While hot cut pellets tend to exhibit this problem less than cold cut pellets, there are a few special problems that hot-cut pelletizing can have. If your blades get dull, you can make pellets with small “tails” on them which can break off in the centrifugal dryer. These tails can then clog up the dryer impeding air flow which will cause you to have moisture problems. Having the process water too hot can also cause tails.
As you would expect, weather can have an effect on this problem. If the plant environment is very hot and humid, the pellets can actually come off the line at a temperature below the dew-point in the plant in which case, it is guaranteed that you will have condensation. This is similar to how a cold glass of water will sweat on a humid day. Click here for a primer on dew-points. This is a difficult problem to solve as air conditioning your plant may not be feasible. You might consider using fans to increase the air flow in the plant which may help to reduce the humidity. You may also need to increase processing and process water temperatures during periods of hot and humid weather. The other option is to heat the pellets up a little bit in a dryer before boxing the material off. The material does not need to be hot, just above the dew point.
Even after all of the previous issues have been salved, you can still have moisture issues if you seal the material up in boxes too quickly. The best practice is to leave the liners open on the boxes of polypropylene for at least 8 hours after pelletizing as an insurance policy. This can take up a bit of floor space but the hot pellets sitting in open boxes will burn off any bit of moisture that is still present. If you have to ship material in an emergency, liners should be tucked around the sides of the box and then the lid put on. Moisture can escape through the cardboard. You can also buy perforated liners which will help any residual moisture escape.
If you find that you are getting moisture at the bottom of the box or in the middle of the box, this is probably because the moisture was trapped by a closed liner and slowly drained to the bottom. You will never get this moisture out by leaving the boxes open.

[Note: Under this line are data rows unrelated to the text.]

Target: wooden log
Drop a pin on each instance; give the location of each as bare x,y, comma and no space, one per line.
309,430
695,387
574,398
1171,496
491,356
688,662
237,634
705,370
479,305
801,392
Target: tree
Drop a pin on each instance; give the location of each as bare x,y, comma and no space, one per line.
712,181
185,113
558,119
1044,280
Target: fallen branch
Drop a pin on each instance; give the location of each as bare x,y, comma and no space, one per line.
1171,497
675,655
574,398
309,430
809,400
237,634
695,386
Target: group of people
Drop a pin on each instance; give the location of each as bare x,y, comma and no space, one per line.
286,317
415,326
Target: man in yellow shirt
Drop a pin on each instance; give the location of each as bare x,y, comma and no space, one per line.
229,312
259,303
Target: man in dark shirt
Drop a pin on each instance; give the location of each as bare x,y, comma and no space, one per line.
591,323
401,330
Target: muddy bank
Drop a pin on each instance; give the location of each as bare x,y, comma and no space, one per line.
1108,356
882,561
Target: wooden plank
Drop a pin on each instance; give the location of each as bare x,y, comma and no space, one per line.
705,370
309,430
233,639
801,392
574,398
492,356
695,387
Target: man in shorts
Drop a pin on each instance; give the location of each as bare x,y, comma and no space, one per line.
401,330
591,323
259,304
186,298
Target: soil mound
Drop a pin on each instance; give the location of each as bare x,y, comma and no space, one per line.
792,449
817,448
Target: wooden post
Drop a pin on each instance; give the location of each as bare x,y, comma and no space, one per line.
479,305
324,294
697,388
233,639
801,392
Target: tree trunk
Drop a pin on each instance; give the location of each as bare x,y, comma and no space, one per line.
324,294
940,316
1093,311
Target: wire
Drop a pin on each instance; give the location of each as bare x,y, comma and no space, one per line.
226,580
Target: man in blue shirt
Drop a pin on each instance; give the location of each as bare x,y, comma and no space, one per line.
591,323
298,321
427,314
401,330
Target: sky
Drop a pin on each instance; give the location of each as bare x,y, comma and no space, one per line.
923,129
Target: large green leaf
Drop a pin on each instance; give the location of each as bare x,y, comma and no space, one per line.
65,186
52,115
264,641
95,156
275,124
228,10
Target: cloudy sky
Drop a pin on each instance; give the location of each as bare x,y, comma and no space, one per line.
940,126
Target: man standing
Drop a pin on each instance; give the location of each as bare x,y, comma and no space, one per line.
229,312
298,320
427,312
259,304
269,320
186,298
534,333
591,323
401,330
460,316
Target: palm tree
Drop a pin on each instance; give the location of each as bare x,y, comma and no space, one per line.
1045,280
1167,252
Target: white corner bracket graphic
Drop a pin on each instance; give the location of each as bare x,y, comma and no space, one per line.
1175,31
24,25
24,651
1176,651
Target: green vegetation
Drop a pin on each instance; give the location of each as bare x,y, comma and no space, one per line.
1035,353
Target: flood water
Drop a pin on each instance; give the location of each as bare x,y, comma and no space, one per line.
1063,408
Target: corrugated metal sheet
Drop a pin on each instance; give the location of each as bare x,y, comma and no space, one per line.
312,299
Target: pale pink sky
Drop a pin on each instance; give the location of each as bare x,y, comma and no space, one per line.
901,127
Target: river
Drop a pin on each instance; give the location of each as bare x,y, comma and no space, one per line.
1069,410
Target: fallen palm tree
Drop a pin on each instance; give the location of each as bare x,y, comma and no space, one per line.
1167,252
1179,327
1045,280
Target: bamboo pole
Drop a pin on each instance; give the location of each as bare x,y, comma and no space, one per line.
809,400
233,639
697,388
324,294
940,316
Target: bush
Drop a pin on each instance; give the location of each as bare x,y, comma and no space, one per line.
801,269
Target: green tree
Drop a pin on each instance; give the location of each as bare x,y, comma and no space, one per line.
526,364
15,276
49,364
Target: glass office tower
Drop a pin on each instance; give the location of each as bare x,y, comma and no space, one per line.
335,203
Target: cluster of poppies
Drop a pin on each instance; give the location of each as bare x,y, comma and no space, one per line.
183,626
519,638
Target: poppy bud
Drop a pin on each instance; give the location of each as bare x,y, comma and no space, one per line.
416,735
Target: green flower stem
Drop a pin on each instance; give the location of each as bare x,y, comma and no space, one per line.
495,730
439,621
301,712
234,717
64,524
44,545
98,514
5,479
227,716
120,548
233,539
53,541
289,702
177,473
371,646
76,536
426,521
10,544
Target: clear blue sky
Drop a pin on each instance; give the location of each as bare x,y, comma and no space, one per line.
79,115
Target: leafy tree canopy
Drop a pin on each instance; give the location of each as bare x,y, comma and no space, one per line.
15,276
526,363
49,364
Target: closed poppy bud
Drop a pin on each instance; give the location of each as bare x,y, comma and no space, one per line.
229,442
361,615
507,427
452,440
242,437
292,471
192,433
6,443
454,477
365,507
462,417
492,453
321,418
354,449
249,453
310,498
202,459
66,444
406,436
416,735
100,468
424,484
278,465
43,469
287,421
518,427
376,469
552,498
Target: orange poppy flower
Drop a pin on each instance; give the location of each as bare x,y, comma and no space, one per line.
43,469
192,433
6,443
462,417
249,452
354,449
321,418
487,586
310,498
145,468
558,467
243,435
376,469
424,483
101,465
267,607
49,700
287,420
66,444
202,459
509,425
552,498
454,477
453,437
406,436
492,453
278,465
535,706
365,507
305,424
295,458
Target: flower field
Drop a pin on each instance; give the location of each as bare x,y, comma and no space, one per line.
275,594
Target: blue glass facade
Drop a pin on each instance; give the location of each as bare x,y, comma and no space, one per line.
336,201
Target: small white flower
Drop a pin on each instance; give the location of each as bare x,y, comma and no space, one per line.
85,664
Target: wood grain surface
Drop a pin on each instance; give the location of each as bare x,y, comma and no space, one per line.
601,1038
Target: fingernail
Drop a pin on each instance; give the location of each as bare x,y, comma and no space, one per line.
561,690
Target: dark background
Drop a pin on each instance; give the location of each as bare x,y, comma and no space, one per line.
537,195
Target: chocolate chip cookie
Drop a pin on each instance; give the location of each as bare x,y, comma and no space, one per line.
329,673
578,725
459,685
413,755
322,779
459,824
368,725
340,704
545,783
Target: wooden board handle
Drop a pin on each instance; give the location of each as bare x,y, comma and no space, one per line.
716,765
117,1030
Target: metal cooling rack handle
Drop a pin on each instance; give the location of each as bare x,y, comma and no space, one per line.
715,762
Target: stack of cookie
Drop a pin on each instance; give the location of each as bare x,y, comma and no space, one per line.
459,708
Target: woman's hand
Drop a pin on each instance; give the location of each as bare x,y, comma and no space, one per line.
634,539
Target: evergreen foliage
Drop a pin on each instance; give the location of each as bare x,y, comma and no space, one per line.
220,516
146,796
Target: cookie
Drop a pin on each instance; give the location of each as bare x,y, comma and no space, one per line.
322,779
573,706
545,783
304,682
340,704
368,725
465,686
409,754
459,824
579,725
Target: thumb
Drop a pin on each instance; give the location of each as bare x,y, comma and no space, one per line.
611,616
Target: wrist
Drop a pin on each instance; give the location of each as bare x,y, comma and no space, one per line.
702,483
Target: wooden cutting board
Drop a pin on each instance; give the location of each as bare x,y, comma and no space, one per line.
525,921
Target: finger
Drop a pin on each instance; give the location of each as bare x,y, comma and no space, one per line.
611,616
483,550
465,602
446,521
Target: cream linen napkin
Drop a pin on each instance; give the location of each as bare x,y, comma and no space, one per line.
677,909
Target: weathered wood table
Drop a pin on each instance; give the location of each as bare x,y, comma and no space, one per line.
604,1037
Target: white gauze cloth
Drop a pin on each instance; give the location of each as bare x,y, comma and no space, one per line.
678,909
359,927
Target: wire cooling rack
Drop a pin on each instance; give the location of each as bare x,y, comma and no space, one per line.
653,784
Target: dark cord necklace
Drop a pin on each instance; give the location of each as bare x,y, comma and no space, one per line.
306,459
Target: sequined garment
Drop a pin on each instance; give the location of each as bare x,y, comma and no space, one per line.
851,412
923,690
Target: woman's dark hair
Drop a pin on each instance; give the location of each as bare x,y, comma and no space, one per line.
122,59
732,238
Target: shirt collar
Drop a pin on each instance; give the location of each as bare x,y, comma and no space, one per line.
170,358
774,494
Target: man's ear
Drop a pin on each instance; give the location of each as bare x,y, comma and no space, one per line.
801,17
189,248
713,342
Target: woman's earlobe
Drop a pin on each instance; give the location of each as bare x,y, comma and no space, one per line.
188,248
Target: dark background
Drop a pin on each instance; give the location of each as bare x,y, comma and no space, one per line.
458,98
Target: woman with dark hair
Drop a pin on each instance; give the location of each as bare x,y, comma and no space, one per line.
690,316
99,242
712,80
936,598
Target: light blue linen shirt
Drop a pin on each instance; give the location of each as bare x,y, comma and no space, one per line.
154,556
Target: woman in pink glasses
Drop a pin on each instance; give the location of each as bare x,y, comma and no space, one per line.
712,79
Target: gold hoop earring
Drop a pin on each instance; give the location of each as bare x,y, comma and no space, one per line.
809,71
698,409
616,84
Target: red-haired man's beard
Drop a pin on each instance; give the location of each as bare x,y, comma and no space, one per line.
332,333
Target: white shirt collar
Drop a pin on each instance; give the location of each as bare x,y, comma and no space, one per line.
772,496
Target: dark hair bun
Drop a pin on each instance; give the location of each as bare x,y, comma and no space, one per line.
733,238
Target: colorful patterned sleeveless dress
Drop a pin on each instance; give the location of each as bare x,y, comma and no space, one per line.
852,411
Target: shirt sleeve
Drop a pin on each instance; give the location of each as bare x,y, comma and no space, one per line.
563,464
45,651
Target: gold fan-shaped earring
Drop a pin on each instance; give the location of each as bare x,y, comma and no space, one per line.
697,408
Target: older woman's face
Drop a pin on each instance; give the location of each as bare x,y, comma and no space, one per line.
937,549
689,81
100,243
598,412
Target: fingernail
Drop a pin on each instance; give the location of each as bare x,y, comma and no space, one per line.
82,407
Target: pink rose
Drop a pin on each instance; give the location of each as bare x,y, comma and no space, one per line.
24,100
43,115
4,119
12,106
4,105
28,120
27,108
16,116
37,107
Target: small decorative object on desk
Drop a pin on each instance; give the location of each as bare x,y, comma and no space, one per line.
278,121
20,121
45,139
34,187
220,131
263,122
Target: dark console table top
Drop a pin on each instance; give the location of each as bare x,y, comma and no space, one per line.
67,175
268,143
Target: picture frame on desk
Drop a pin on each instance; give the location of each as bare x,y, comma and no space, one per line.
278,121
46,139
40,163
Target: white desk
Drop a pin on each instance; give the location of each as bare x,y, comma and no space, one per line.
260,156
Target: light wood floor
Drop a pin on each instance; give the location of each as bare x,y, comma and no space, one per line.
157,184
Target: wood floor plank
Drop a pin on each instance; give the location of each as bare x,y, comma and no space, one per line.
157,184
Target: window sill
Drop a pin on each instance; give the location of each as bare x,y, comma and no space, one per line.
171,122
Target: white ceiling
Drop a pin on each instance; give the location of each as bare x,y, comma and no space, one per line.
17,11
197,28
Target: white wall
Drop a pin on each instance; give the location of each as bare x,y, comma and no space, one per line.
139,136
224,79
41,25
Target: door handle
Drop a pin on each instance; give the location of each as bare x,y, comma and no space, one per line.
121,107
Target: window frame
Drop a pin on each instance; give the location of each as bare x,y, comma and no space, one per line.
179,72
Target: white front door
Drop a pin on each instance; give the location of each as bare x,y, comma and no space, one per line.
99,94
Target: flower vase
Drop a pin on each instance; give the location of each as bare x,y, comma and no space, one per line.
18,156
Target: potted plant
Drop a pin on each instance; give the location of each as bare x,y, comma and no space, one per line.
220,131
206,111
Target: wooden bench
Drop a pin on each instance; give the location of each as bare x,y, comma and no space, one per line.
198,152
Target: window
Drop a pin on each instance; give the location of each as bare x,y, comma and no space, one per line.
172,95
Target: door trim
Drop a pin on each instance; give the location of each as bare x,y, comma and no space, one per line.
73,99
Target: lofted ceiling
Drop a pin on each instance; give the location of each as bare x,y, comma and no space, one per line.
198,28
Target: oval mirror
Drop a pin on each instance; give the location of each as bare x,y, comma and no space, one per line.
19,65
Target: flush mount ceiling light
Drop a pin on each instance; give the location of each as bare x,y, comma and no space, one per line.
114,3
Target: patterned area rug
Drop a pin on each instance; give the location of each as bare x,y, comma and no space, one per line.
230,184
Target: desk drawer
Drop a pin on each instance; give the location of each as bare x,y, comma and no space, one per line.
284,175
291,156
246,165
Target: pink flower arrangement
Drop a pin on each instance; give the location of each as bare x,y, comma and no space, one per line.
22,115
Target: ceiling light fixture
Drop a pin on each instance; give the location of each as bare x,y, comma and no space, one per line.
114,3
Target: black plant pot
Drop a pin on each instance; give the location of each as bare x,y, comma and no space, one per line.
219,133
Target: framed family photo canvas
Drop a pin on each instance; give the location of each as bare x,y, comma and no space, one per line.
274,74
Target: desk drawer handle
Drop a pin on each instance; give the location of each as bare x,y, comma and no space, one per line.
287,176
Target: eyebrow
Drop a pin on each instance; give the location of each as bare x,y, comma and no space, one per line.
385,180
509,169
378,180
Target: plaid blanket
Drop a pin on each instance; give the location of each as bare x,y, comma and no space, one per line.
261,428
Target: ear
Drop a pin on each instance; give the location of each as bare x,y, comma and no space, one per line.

The material will have to be put into a dryer.
If you get material in that has visible condensation under the liners, the best thing to do is to pop the lids off as soon as possible, open up the liners and put the boxes under a radiant heater or better yet, outside on a sunny or windy day. The moisture will burn off in a few hours. For really wet material, I have set up an empty Gaylord next to the wet box that is sitting in the sun and, throughout the day, bucketed the top layer from the wet box into the empty box. It will take some time, but you can dry whole boxes this way in a pinch. You can sell this sun-dried material at a premium like sun dried tomatoes if you want (don’t try that unless the customer has a good sense of humor).
Unfortunately, there is no one cause or solution to this problem and this is the reason why so many compounders experience it. I have been in the distribution business for over 30 years now and this problem creeps up over and over again from small and large compounders alike.
I would love to hear from anyone in the compounding business that has any tips on how to get rid of this problem because I am sure that I have not covered all of the causes and solutions here.
2 thoughts on “Condensation and Polypropylene”
Is Glass filled polypropylene resistant to slightly acidic condensation?
I would not expect acids to bother PP.